Full question:
My mother is 93 yrs old, and credit card companies are now going to try and sue her for non- payments on her cards. She has been in and out of the hospital and nursing home for 2 years now. She was released from the nursing home again in July of 06, and I am now taking care of her at my home. She receives $1235.00 a month on social security and helps me with food, utilities, telephone, etc. as I am also on supplement social security due to ill health. She also has dementia and severe degenerate bone disease, and can hardly walk anymore. She also has heart problems and had a pacemaker put in. She does not make that kind of money to pay back the credit card debts that she owes, and we are now getting calls from debt collectors about suing her and garnishing her social security to pay these debts back. I was informed to get a per-se bankruptcy form from a library of law or some where, where they have these forms, and fill it out for her. I do not understand all of this, and how to go about helping her. My mother can not even leave the house anymore as she falls a lot, etc. so there would be no way she could appear in court on this. I would appreciate any advice or help you can give me.

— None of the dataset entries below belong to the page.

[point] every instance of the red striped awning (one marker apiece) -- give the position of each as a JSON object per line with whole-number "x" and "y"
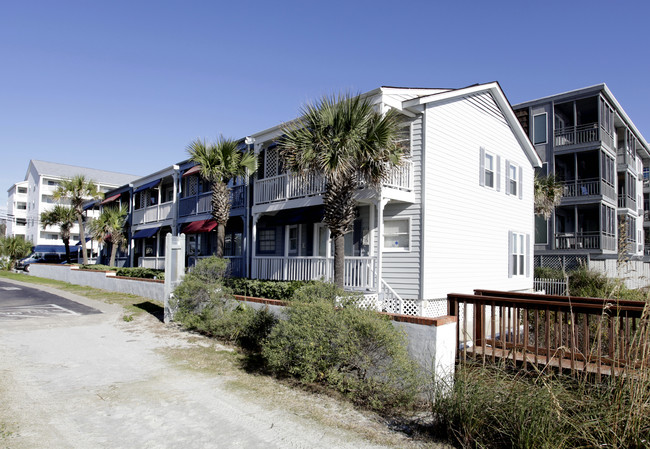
{"x": 191, "y": 171}
{"x": 110, "y": 199}
{"x": 200, "y": 226}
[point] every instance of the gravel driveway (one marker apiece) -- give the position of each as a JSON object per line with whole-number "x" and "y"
{"x": 96, "y": 381}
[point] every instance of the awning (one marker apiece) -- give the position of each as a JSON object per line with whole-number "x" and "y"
{"x": 110, "y": 199}
{"x": 191, "y": 171}
{"x": 90, "y": 205}
{"x": 145, "y": 233}
{"x": 200, "y": 226}
{"x": 147, "y": 186}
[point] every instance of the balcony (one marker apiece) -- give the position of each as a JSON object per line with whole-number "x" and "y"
{"x": 585, "y": 240}
{"x": 152, "y": 214}
{"x": 290, "y": 186}
{"x": 626, "y": 202}
{"x": 577, "y": 135}
{"x": 359, "y": 272}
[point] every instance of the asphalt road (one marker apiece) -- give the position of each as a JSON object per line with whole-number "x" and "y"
{"x": 20, "y": 302}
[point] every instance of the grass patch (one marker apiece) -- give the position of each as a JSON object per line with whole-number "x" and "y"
{"x": 133, "y": 304}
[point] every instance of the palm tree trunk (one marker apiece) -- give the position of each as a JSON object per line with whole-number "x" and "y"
{"x": 113, "y": 254}
{"x": 82, "y": 237}
{"x": 66, "y": 243}
{"x": 339, "y": 260}
{"x": 221, "y": 238}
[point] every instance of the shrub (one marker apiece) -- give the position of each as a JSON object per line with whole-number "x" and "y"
{"x": 140, "y": 272}
{"x": 281, "y": 290}
{"x": 97, "y": 267}
{"x": 356, "y": 351}
{"x": 548, "y": 273}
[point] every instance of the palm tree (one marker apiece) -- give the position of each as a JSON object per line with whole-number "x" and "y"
{"x": 221, "y": 162}
{"x": 78, "y": 190}
{"x": 109, "y": 228}
{"x": 15, "y": 248}
{"x": 346, "y": 141}
{"x": 63, "y": 217}
{"x": 548, "y": 194}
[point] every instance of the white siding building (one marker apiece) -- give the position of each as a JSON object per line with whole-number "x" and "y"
{"x": 457, "y": 216}
{"x": 41, "y": 180}
{"x": 17, "y": 209}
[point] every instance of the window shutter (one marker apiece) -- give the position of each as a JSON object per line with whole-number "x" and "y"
{"x": 509, "y": 253}
{"x": 481, "y": 165}
{"x": 498, "y": 173}
{"x": 527, "y": 255}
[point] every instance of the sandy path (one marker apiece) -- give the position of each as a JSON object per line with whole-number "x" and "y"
{"x": 96, "y": 381}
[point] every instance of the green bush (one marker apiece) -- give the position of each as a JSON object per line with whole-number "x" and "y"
{"x": 97, "y": 267}
{"x": 353, "y": 350}
{"x": 548, "y": 273}
{"x": 281, "y": 290}
{"x": 140, "y": 272}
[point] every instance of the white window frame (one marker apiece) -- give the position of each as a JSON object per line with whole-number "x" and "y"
{"x": 545, "y": 129}
{"x": 492, "y": 158}
{"x": 408, "y": 234}
{"x": 518, "y": 248}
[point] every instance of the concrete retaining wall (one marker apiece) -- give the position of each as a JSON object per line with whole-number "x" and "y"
{"x": 147, "y": 288}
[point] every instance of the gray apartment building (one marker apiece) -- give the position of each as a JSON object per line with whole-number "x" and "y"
{"x": 585, "y": 138}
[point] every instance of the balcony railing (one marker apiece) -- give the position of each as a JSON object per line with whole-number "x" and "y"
{"x": 583, "y": 187}
{"x": 152, "y": 214}
{"x": 585, "y": 240}
{"x": 626, "y": 202}
{"x": 577, "y": 135}
{"x": 359, "y": 272}
{"x": 289, "y": 186}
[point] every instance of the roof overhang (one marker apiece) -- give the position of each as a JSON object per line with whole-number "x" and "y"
{"x": 499, "y": 97}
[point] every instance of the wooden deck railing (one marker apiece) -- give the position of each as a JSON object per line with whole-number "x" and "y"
{"x": 599, "y": 336}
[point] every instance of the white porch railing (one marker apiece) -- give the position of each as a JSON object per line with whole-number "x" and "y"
{"x": 152, "y": 214}
{"x": 156, "y": 263}
{"x": 288, "y": 186}
{"x": 359, "y": 272}
{"x": 400, "y": 177}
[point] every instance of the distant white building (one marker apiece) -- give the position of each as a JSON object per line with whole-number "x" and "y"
{"x": 29, "y": 198}
{"x": 17, "y": 209}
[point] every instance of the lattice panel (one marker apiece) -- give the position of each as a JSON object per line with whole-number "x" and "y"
{"x": 271, "y": 167}
{"x": 369, "y": 301}
{"x": 434, "y": 308}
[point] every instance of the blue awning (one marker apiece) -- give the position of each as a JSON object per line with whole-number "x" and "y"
{"x": 147, "y": 186}
{"x": 90, "y": 205}
{"x": 145, "y": 233}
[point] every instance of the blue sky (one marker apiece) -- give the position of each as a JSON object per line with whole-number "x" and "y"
{"x": 126, "y": 85}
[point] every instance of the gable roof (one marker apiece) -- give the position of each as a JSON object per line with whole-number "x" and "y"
{"x": 502, "y": 102}
{"x": 44, "y": 168}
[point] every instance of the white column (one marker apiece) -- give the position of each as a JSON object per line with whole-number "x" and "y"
{"x": 253, "y": 246}
{"x": 380, "y": 239}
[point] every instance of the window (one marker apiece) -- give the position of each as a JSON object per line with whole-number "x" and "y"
{"x": 397, "y": 234}
{"x": 513, "y": 179}
{"x": 518, "y": 245}
{"x": 541, "y": 230}
{"x": 489, "y": 170}
{"x": 267, "y": 240}
{"x": 539, "y": 129}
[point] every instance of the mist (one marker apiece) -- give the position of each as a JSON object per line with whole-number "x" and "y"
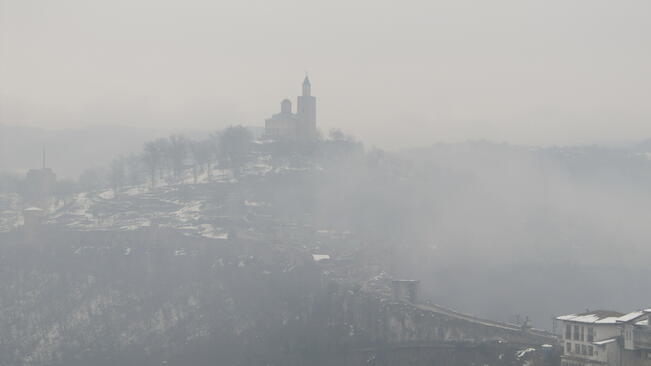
{"x": 288, "y": 183}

- Category: Debts and Credit
- Date:
- State: Idaho
Answer:
See the following website:
http://www.uslegalforms.com/bankruptcy/idaho-bankruptcy-forms.htm
In a Chapter 7 bankruptcy proceeding, a court-appointed trustee will divide
the debtor's property into “exempt” property and “non-exempt” property.
Types of property that may be exempt are the debtor's home, auto, and
household goods. There are dollar limits on each type of exempt property.
The trustee will sell all of the debtor's non-exempt property and use the
proceeds to pay off the debtor's unsecured creditors. An unsecured creditor
is one who does not have a security interest in any of the debtor's property
as an assurance that the loan will be repaid. Examples of this would be credit
card debt or a signature loan. Secured creditors are protected by their
security interest in the debtor's property (called collateral). If a debtor stops
making payments, the secured creditor can take possession of the debtor's
collateral. Once the exempt property is liquidated and distributed among the
unsecured creditors, the remaining unsecured debt is discharged. However,
some types of unsecured debt, including student loans, child support, and
taxes, cannot be discharged, even in a bankruptcy proceeding.
This content is for informational purposes only and is not legal advice. Legal statutes mentioned reflect the law at the time the content was written and may no longer be current. Always verify the latest version of the law before relying on it.